Review by kristina grob

Lifting Depression: A Neuroscientist's Hands-On Approach to Activating Your Brain's Healing Power

By Kelly Lambert
Basic Books

"Depression hurts," chimes the television announcer. Most people have been depressed at some point in their lives, whether from a life-changing event or simply a bad patch of circumstance. I am willing to wager that if you haven’t been there yourself, you know someone who has suffered from depression. The pharmaceutical industry is now doling out pills to treat depression and a large portion of our population is taking them, some with marked results, some going from pill to pill searching for the perfect cocktail that will relieve them of pain and anxiety, fear and restlessness.

In her book Lifting Depression, Dr.
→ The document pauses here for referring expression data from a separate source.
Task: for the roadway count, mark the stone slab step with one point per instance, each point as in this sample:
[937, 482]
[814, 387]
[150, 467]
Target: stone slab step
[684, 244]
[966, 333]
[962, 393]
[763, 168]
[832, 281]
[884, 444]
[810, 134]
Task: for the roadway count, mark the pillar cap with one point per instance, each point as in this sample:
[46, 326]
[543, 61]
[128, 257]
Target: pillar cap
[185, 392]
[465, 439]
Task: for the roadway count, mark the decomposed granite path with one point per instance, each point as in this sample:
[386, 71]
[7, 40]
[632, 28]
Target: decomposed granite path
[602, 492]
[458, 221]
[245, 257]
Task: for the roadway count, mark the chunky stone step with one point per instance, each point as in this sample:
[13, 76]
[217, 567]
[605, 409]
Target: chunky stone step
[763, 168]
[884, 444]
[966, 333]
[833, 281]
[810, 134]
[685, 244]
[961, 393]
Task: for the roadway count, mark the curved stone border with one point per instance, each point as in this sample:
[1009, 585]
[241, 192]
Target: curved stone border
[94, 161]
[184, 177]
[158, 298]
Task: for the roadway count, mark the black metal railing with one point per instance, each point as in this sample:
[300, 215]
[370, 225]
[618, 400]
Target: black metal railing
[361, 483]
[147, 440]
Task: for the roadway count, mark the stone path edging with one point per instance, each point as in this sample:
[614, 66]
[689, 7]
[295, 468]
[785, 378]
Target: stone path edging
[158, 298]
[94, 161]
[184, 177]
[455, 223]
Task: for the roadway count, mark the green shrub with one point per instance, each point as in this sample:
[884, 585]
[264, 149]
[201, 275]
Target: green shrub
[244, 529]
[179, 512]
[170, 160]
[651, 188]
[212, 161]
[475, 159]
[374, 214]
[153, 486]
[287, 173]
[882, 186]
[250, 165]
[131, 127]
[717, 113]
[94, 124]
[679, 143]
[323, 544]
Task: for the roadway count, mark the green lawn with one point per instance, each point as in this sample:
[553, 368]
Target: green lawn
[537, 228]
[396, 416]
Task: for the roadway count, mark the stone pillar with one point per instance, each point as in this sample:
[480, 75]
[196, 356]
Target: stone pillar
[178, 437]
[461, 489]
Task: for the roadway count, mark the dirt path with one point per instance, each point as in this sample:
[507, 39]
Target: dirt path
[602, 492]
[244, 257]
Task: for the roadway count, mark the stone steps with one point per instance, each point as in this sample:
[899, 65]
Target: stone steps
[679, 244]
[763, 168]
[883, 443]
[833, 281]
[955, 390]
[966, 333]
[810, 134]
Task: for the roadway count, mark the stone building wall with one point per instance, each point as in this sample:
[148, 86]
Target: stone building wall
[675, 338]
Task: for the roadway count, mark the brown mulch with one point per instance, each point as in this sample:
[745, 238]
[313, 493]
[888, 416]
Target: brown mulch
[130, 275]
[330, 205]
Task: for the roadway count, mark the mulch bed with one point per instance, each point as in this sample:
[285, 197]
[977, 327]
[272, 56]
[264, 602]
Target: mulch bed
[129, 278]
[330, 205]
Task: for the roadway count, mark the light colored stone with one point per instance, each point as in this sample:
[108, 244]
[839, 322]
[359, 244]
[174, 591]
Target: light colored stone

Kelly Lambert explores the reasons why people born in the middle of the twentieth century are ten times more likely to suffer from major depression compared to people born in the early twentieth century. Why, in our modern day convenience-filled society, do people seem to be so ill at ease? Dr. Lambert is the chair of psychology at Randolph-Macon College and President of the Behavioral Neuroscience Society, and her research has been featured on ABC’s World News Tonight and in Scientific American Mind.

In one experiment she conducted with rats, some had to work hard for rewards, and some they dubbed the "trust fund rats" were simply given the treats. After five weeks, the hard working rats were sixty percent more persistent in trying to work on a new task. She describes this as "learned persistence," and theorizes that coming from our agrarian roots, the human brain receives stimulation from doing concrete tasks like working with our hands, and accomplishing something you can hold as the fruit of your labor, "effort driven rewards." Her studies find that engaging the effort driven rewards circuit of your brain appears to be equivalent to taking a dose of the most powerful antidepressants. With this in mind, she suggests that something like "behavioral activation therapy" can work to retrain your brain to be happier in the long term. With this form of therapy, a person learns how to alter their behavioral responses to situations and even change their environments to stimulate the brain into feeling more rewarded and therefore relieving the subject of their depression. She is not advocating the end of pharmaceutical intervention to lift someone out of a lethargic and depressed state. But she maintains that without some other form of therapy, or alteration in activities, a person could simply remain on these drugs, without ever being able to get out of the cycle completely.

This book is not only a valuable addition to the field of psychology in an academic sense, but it is also a readable guide book that I would recommend to anyone struggling with depression or seeking to understand how they could offer better guidance to a person who is.

It seems so simple, to engage in exercise, to take up knitting or woodworking as a way to engage the brain in a new rewards program that will assist in finding happiness. But if it is so simple, (and inexpensive!), then why are most people advised by their healthcare providers to just pop the pill and carry on as usual?